MORELIA — The violence-plagued state of Michoacán on Mexico's central Pacific coast has risen to become the center of narcotics production in the country, according to an investigative report by leading Mexican newspaper El Universal.
Mexico is the world's leading supplier of methamphetamines, as identified in a 2014 UN report . And Michoacán, where some 460 clandestine drug laboratories were dismantled between 2006 and 2015, is the country's top center of production.
The El Universal investigation uncovers a complex market based on the state's strategic position on the Pacific coast and proximity to Asia — it is home to Lázaro Cárdenas, one of the country's largest ports — and the proliferation of rival drug cartels that have reoriented to the lucrative new meth trade, competing against one another to dominate the market.

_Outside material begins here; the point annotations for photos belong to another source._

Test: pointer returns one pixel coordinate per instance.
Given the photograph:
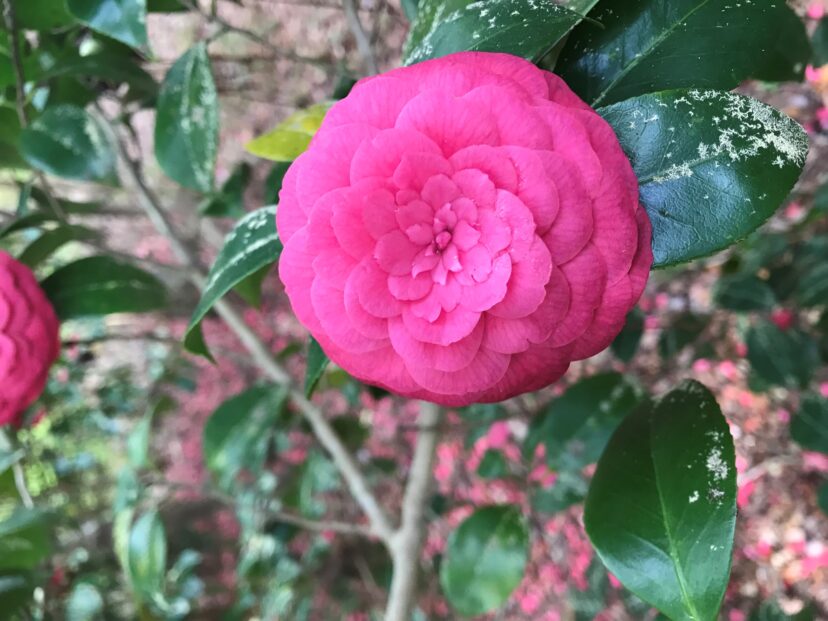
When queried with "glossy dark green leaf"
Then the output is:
(712, 166)
(228, 202)
(809, 427)
(819, 42)
(186, 124)
(644, 46)
(317, 363)
(85, 603)
(102, 285)
(147, 555)
(66, 141)
(123, 20)
(238, 433)
(626, 343)
(41, 14)
(252, 245)
(518, 27)
(576, 426)
(25, 539)
(50, 240)
(781, 357)
(569, 489)
(743, 293)
(661, 509)
(485, 559)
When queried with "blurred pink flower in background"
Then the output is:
(28, 339)
(462, 229)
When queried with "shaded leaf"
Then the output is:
(252, 245)
(485, 559)
(576, 426)
(781, 357)
(644, 46)
(238, 433)
(661, 509)
(626, 343)
(290, 138)
(712, 166)
(102, 285)
(317, 363)
(527, 29)
(743, 293)
(68, 142)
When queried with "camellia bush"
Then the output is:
(399, 357)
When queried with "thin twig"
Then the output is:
(261, 354)
(362, 40)
(408, 540)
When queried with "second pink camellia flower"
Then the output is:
(28, 339)
(462, 229)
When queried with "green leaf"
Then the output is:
(809, 427)
(16, 591)
(518, 27)
(712, 166)
(147, 554)
(50, 240)
(124, 20)
(102, 285)
(485, 559)
(68, 142)
(290, 138)
(570, 488)
(576, 426)
(626, 343)
(25, 539)
(252, 245)
(107, 67)
(781, 357)
(84, 603)
(317, 363)
(493, 465)
(186, 123)
(644, 46)
(41, 14)
(743, 293)
(229, 201)
(238, 433)
(661, 509)
(819, 41)
(684, 330)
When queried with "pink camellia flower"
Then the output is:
(28, 339)
(462, 229)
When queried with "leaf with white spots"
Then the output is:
(186, 123)
(712, 166)
(68, 142)
(527, 28)
(644, 46)
(252, 245)
(661, 509)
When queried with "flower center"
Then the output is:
(441, 241)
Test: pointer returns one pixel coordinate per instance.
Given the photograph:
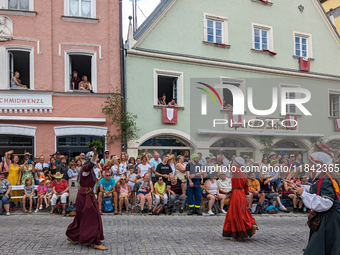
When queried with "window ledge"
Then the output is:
(18, 12)
(217, 44)
(259, 1)
(79, 19)
(261, 51)
(165, 106)
(297, 57)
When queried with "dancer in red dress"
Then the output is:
(239, 224)
(87, 226)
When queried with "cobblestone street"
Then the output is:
(45, 234)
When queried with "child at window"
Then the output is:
(42, 189)
(28, 194)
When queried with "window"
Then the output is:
(80, 8)
(84, 65)
(169, 84)
(20, 64)
(215, 29)
(334, 100)
(303, 45)
(262, 37)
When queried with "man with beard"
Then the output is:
(87, 226)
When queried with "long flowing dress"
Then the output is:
(87, 226)
(13, 177)
(326, 239)
(27, 173)
(238, 221)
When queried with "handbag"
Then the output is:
(314, 218)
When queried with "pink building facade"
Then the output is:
(45, 41)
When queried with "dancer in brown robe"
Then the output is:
(87, 226)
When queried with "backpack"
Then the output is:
(107, 205)
(158, 209)
(256, 208)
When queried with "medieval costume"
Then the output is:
(239, 223)
(87, 225)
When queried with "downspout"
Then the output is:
(122, 64)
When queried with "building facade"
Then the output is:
(46, 41)
(176, 50)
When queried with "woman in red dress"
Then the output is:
(239, 224)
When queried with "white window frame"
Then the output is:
(180, 87)
(4, 3)
(269, 29)
(309, 43)
(215, 18)
(332, 92)
(224, 79)
(6, 59)
(93, 9)
(297, 95)
(92, 54)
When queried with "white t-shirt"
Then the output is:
(144, 169)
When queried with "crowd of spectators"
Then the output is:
(147, 180)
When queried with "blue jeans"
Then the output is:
(194, 194)
(5, 200)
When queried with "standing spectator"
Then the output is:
(143, 168)
(41, 193)
(63, 167)
(75, 80)
(164, 169)
(124, 190)
(160, 191)
(213, 194)
(39, 167)
(154, 163)
(254, 190)
(60, 190)
(106, 157)
(194, 191)
(5, 192)
(27, 171)
(28, 194)
(107, 189)
(180, 170)
(72, 171)
(14, 174)
(144, 192)
(177, 191)
(52, 168)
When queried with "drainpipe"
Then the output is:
(122, 62)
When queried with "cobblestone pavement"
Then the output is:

The precursor chemicals necessary to produce the drug are shipped to Michoacán from Asia, and the meth is then produced in the state's numerous laboratories before traveling north to the United States or being shipped right back across the Pacific to Asia, where in some countries meth consumption is on the rise. The cartels in Michoacán are the central node of production and distribution in the meth trade.

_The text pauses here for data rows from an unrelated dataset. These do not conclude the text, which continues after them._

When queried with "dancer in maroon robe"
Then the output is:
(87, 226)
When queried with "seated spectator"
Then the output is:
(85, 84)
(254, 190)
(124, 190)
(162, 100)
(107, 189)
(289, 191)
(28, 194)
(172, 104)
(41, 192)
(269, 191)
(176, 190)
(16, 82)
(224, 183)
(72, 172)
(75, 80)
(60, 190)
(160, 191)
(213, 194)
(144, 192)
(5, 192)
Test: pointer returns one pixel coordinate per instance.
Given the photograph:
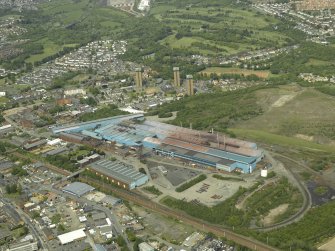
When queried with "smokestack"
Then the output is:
(176, 76)
(138, 79)
(189, 85)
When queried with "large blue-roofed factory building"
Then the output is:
(209, 149)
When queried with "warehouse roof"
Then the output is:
(119, 171)
(71, 236)
(77, 188)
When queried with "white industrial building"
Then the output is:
(145, 247)
(72, 236)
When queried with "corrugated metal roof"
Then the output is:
(119, 171)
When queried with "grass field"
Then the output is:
(50, 48)
(238, 71)
(317, 62)
(3, 100)
(222, 28)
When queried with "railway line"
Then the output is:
(197, 223)
(307, 200)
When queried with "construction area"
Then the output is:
(202, 148)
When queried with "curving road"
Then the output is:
(307, 200)
(201, 225)
(33, 229)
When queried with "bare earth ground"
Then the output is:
(294, 111)
(273, 213)
(328, 246)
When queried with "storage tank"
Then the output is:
(264, 173)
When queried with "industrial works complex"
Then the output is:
(135, 131)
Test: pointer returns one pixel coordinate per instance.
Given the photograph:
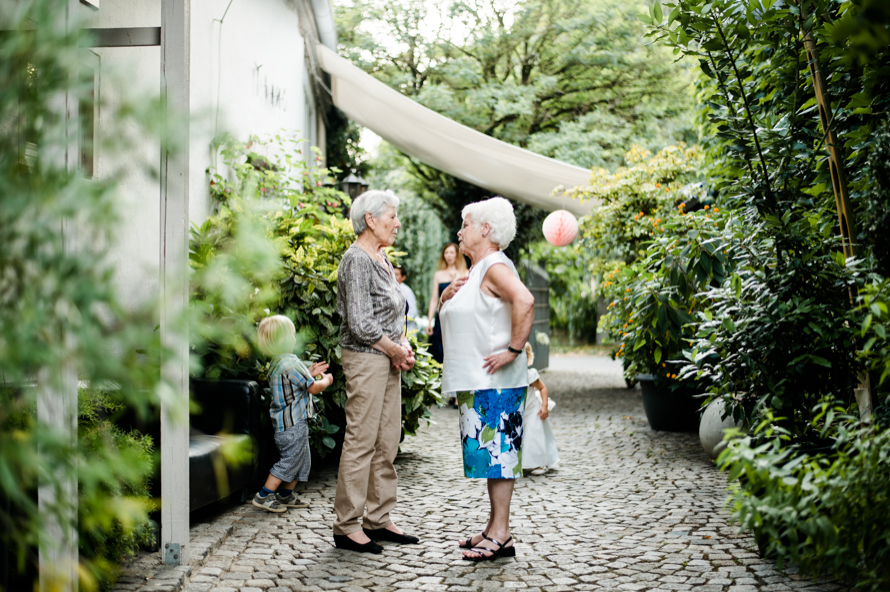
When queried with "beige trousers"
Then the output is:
(366, 483)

La Familia, long the state's largest cartel, shifted its focus from cocaine and marijuana production to the meth industry in 2006. Five years later, the cartel split, with one faction forming a new, more violent cartel called the Knights Templar. The new competitors also increased production of meth, sparking a bloody conflict and firmly establishing the state as the country's major narcotics hub.
El Universal writes that the Pacific coast states of Sinaloa and Jalisco are also large centers of meth production. The Mexican government and the U.S. Drug Enforcement Agency (DEA) signed an agreement in 2012 to destroy clandestine drug labs and tackle the region's growing narcotics trade.

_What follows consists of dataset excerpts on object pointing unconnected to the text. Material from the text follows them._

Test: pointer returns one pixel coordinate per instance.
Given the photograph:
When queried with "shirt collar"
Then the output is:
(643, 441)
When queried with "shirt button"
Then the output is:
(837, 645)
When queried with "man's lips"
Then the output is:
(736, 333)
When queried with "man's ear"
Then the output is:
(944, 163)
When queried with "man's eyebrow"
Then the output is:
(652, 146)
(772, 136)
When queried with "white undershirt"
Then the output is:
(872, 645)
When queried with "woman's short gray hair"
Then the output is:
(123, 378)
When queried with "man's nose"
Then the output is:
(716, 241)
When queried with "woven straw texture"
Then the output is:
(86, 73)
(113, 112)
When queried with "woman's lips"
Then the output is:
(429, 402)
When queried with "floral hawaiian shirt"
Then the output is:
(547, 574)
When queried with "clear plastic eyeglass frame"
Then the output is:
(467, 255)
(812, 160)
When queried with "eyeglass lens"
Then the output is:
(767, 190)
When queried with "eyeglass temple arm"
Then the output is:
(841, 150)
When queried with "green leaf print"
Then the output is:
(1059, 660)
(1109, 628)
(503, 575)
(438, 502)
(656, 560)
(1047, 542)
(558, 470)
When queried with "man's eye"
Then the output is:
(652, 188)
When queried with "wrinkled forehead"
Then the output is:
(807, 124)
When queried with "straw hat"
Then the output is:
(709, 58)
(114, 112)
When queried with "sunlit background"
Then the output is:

But violence continues to rage in Michoacán between the warring cartels, the government, and local self-defense militias, and meth production has not abated. Morelia-based newspaper La Voz de Michoacán reports that the authorities demolished three meth labs in central Michoacán as recently as Oct. 26.
Meth remains Mexico's second most popular drug behind marijuana, with 17,565 kilos seized in 2014. Michoacán's cartels are tightening their grip on a thriving illegal trade, turning their country into the world's largest meth producer in the process.